September 01, 2003

King David


On September 30, celebrated violinist David Oistrakh, one of the founders of the Russian violin school, soloist of the Moscow Philharmonic Society and Professor of the Moscow Conservatory, would have turned 95.

David Fyodorovich Oistrakh was born in 1908 in Odessa, and violin was one of his earliest memories. In his autobiography, My Way, Oistrakh wrote that, at the age of three and a half, he received a toy fiddle as a present. When he took the toy into his hands, he imagined himself a fiddler (a “sad” occupation widespread in Russia at the time). It seemed to him at that age that there could be no greater happiness than to wander the world playing the fiddle.
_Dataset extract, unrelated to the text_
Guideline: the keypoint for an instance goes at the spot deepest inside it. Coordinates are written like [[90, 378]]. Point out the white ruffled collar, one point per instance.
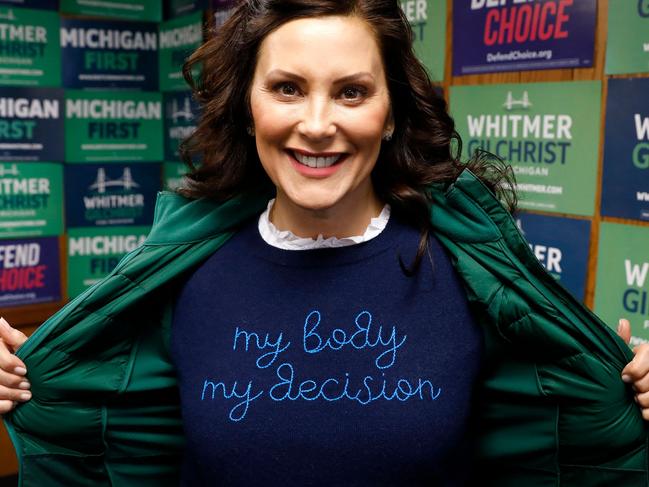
[[287, 240]]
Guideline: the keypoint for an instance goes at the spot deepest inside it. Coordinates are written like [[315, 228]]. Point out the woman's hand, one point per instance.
[[636, 372], [14, 386]]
As it was, Oistrakh, who was a student of Pyotr Stolyarsky, the legendary teacher of many famous Russian violinists, made his debut at the age of just six. By the time he was 20, in 1928, he had performed very successfully in Leningrad. He moved to Moscow the same year and began to appear in joint concerts with leading soviet pianists (Konstantin Igumnov, Alexander Goldenveizer, Genrikh Neigauz).  Since 1934 he taught at the Moscow Conservatory. His fame went international when he took first prizes in the Warsaw (1935) and Brussels (1937) violin competitions, besting 59 violinists from 19 countries.